Pipes & Drums im frühen Internet
86. Pipegeflüster der Dudelsackschule | Pipes & Drums im frühen Internet
Pipes & Drums im frühen Internet
Auf der Suche nach Orientierung im frühen Pipes & Drums-Web: Bob Dunsire und sein Bagpipe Web Directory.
Jens Crueger forscht als Historiker zur Geschichte der Digitalisierung und des Internets. Er lehrt zur Archivierung des World Wide Web an der Universität Hamburg und der Fachhochschule Potsdam.

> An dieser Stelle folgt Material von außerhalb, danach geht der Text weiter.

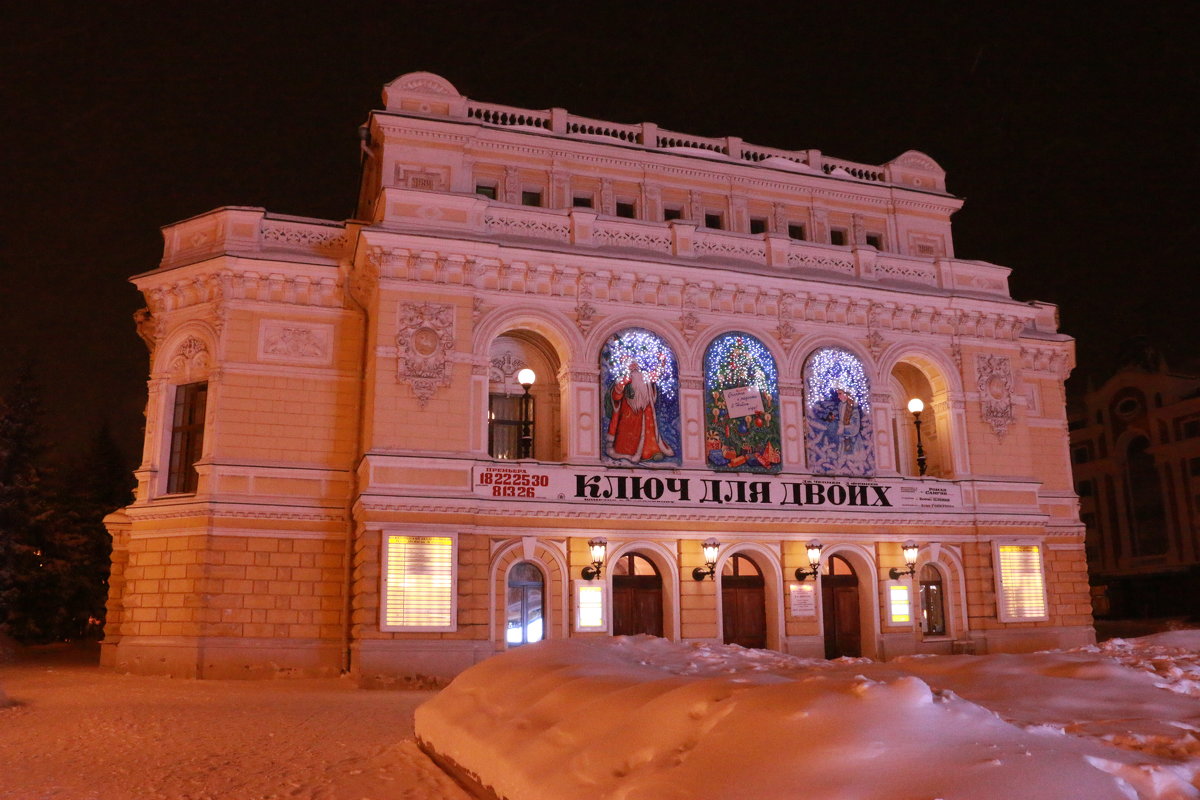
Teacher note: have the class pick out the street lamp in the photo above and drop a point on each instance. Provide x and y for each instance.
(910, 560)
(814, 549)
(711, 547)
(916, 407)
(526, 378)
(599, 548)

Pipes & Drums im frühen World Wide Web
Als Oberstufenschüler in Bremen fand ich 2001 und den Weg zur Band Crest of Gordon – City of Bremen Pipes and Drums. Vorangegangen war eine Suche im World Wide Web, die mich schließlich zur Website der Band führte. Es folgte die Kontaktaufnahme via Mail, und rasch war die wöchentliche Bandprobe ein fester Termin in meinem Kalender. Das World Wide Web spielte also auf meinem ganz persönlichen Weg zum Scottish Drumming eine wichtige Rolle. Doch auch in der Makroperspektive tat sich viel damals in dem Teil des Web, der sich dem Piping widmete. Um die Jahrtausendwende waren immer mehr Bands mit eigenen Webpräsenzen sichtbar, und auch digitale Portale für das Piping und Drumming etablierten sich.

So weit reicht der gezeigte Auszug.